The individuals will appear before Westminster Magistrates' Court on 10th September.
Five former Glencore oil traders were on Thursday charged in the United Kingdom (UK) in connection with a bribery case in Nigeria and other West African countries.
The UK's Serious Fraud Office (SFO) in a statement on Thursday, said Alex Beard, Andrew Gibson, Paul Hopkirk, Ramon Labiaga and Martin Wakefield were charged with conspiring to make "corrupt payments" in order to benefit commodities giant Glencore's oil operations in West Africa.
The SFO said the five individuals have been charged in connection with the awarding of a range of oil contracts spanning Cameroon, Nigeria and the Ivory Coast from 2007 to 2014.

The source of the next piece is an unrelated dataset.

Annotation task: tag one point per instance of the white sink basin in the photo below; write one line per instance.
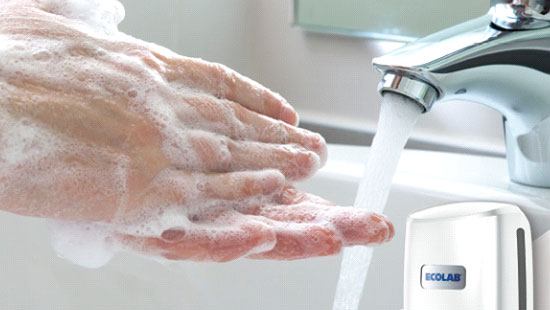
(32, 277)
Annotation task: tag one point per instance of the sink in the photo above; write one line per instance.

Andrew Gibson and Martin Wakefield have also been charged about the falsification of invoices to Glencore's London office marked as service fees to a Nigerian oil consultancy from 2007 to 2011.

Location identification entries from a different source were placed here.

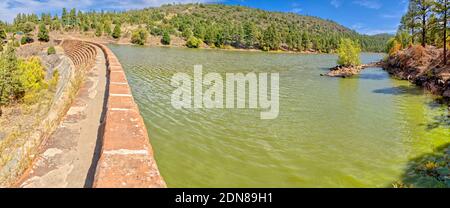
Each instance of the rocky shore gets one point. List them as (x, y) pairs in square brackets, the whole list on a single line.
[(422, 66), (348, 71)]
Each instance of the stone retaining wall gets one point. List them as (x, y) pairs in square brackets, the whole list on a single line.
[(126, 159)]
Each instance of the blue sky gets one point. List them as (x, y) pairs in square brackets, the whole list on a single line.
[(364, 16)]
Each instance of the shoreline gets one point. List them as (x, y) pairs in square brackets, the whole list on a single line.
[(179, 43)]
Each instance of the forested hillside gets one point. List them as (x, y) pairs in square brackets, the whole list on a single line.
[(214, 24)]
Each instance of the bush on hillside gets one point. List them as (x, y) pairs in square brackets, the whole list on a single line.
[(117, 32), (25, 40), (193, 42), (139, 36), (165, 39), (31, 79), (43, 33), (51, 50), (349, 53)]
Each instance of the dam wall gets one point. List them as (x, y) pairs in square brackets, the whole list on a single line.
[(126, 158)]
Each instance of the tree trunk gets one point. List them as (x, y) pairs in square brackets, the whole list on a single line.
[(445, 33), (424, 30)]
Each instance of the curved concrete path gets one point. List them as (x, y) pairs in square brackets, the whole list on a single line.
[(68, 158)]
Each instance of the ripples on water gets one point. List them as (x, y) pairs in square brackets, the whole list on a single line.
[(357, 132)]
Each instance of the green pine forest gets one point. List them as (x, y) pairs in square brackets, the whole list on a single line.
[(213, 24)]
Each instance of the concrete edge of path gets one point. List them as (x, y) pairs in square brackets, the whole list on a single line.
[(126, 158)]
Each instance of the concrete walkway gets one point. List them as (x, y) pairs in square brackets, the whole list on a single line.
[(68, 158)]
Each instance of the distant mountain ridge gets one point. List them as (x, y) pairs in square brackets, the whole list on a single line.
[(216, 25)]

The individuals will appear before Westminster Magistrates' Court on 10th September.
Nick Ephgrave, the director of the SFO, said: "Bribery damages financial markets and causes lasting harm to communities. Today's action is an important step towards exposing overseas corruption and holding those who are responsible to account."
Background
In July 2021, a PREMIUM TIMES' report detailed how a former United Kingdom-based trader for Glencore Plc, Anthony Stimler, bribed officials in Nigeria in exchange for favourable contracts from the defunct Nigerian National Petroleum Corporation, (NNPC).
Mr Stimler, acting through subsidiaries of Glencore, conspired with others to make millions of U.S. dollars in corrupt bribe payments to officials in Nigeria. The former trader pleaded guilty over what prosecutors in the United States described as his role in a scheme to bribe and he admitted to conspiring to violate the Foreign Corrupt Practices Act and commit money laundering at a hearing in Manhattan federal court conducted by video.
Prosecutors said millions of dollars in bribes were paid to officials in Nigeria, in exchange for NNPC awarding oil contracts and providing "more lucrative grades of oil on more favorable delivery terms."
On 24 May 2022, following prolonged investigations by Brazil, the United Kingdom, and the United States, two Glencore subsidiaries pleaded guilty to multiple charges of market manipulation and bribery, including corruption related to the company's oil operations in Africa and South America.
Glencore's penalties to the U.S. alone for violating the U.S. Foreign Corrupt Practices Act (FCPA) and manipulating commodity prices will total approximately $1.2 billion.
At the time, according to the investigating countries, Glencore's corrupt actions included more than $100 million in bribes to officials in Brazil, Cameroon, Côte d'Ivoire, Equatorial Guinea, Nigeria, South Sudan, and Venezuela between 2007 and 2018.
However, Glencore provisioned $1.5 billion to settle expenses pertaining to the charges. In May 2022, it decided to pay $1.1 billion to US authorities for contravening bribery laws and commodity price manipulation.
In November 2022, Glencore was asked by a London court to pay £281 million in fines, confiscated profit and as a sanction for its part in seven bribery offences pertaining to its oil business in Africa.